Limitations and considerations

• High-level common ions in drinking water (chloride, nitrate, sulfate, carbonate) may complicate separations for broader analyte panels; careful method development and gradient optimization remain important.
• TCAA had higher LOD/LOQ than the other analytes; laboratories requiring lower pg–ng/L detection for certain DBPs may need IC-MS/MS approaches.
• The method operates at high pressure (~2,800 psi); older IC hardware not rated for such pressures may be unsuitable.

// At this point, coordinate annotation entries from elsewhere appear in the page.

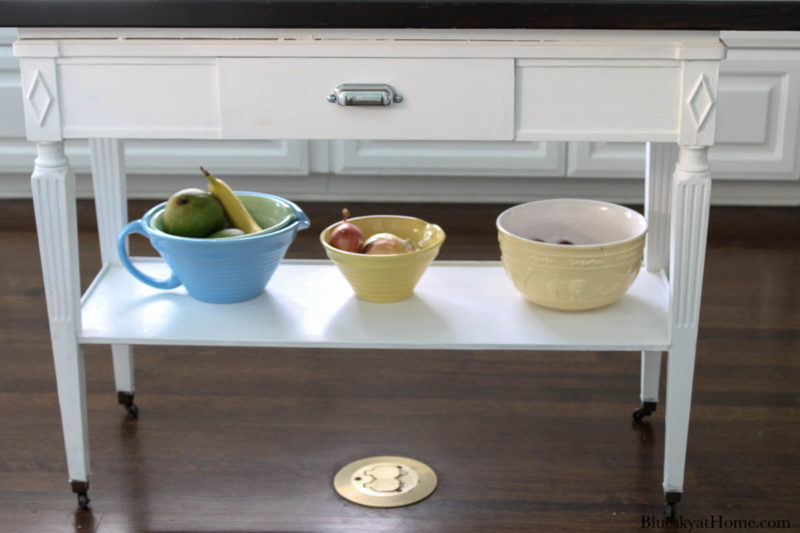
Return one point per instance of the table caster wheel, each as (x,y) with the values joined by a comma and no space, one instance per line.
(131,411)
(647,409)
(671,499)
(126,400)
(81,489)
(83,500)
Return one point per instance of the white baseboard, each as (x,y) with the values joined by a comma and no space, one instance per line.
(474,189)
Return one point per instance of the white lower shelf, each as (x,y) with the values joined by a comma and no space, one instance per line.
(456,305)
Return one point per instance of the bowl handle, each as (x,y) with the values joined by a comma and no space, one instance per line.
(137,227)
(302,219)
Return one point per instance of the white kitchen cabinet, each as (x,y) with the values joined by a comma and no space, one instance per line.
(757,147)
(758,119)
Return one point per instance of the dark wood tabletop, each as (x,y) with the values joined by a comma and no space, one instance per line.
(468,14)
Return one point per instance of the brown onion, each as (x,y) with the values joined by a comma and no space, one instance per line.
(346,235)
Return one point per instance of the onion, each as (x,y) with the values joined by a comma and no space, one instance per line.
(387,244)
(347,236)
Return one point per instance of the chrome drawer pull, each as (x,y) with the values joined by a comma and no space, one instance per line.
(364,94)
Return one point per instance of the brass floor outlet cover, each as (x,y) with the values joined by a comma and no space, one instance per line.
(385,481)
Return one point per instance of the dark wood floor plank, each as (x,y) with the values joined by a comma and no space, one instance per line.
(243,439)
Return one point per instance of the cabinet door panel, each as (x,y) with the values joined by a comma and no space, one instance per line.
(757,125)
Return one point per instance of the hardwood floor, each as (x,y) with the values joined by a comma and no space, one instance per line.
(248,440)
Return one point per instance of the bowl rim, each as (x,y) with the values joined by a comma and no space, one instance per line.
(554,245)
(283,225)
(381,257)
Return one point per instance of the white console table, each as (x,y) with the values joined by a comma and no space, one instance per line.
(658,87)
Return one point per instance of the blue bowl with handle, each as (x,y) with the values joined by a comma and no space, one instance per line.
(224,270)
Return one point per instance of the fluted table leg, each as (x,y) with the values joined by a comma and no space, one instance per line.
(691,193)
(108,176)
(53,188)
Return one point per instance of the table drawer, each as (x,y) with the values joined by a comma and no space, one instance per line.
(455,99)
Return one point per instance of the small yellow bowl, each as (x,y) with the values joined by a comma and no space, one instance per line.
(387,278)
(594,271)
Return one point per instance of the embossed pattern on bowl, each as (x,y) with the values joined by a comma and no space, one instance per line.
(594,272)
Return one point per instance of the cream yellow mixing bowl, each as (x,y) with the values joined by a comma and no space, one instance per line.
(597,267)
(387,278)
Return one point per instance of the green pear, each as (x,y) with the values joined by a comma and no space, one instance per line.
(193,213)
(227,233)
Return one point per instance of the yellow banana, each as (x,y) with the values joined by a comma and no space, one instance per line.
(233,207)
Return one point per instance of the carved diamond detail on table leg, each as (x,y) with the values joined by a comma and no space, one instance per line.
(39,97)
(700,102)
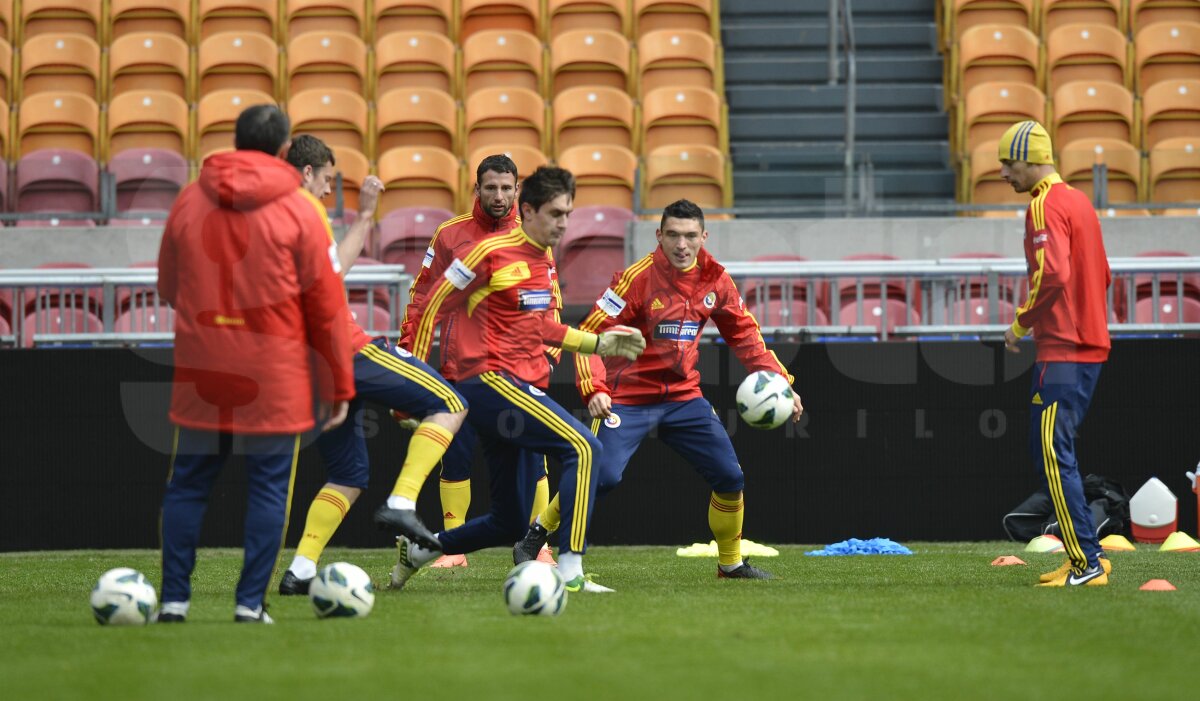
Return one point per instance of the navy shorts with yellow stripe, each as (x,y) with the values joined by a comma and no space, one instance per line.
(396,379)
(1060,397)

Future trends and applications

Anticipated developments and extensions in DBP analysis include:

• Broader panels and lower detection limits via coupling IC to tandem mass spectrometry (IC–MS/MS) to capture a wider range of HAAs and trace DBPs.
• Automation and on-line sample preconcentration (e.g., on-line SPE) to improve sensitivity and reduce manual sample handling.
• Miniaturized and higher-efficiency stationary phases (sub-2 μm and core–shell technologies) for even faster separations, balanced against system pressure limits.
• Integration with laboratory information management systems (LIMS) and routine compliance workflows to streamline reporting.
• Development of green analytical approaches using reduced solvent usage and optimized reagent consumption.

Conclusion

This application demonstrates a practical, high-throughput IC method for five regulated DBPs in drinking water using KOH gradient elution and suppressed conductivity detection. By employing a 4 μm IonPac AS19 column and a modern RFIC platform, the method achieves rapid separation (21 min total), sub- to low-μg/L detection capabilities, excellent linearity, and reliable accuracy and precision—making it suitable for routine monitoring and regulatory compliance testing in modern water testing laboratories.

Reference

1. Xinyuan Yi, Xinlu Qu, Xin Long, et al. Research progress on chemical properties, transformation, and toxicity of typical disinfection by-products in drinking water. Asian Journal of Ecotoxicology, 2023, 18(02):97–110.
2. Sandhya Rao Poleneni. Chapter 13 - Global disinfection by-products regulatory compliance framework overview, in Disinfection By-products in Drinking Water: Detection and Treatment, edited by Majeti Narasimha Vara Prasad. Butterworth-Heinemann, 2020.
3. Xin Zhang, Charanjit Saini, Chris Pohl, and Yan Li. Thermo Scientific Application Note AN73343: Fast Determination of Nine Haloacetic Acids, Bromate, and Dalapon at Trace Levels in Drinking Water Samples by Tandem IC-MS/MS. 2020.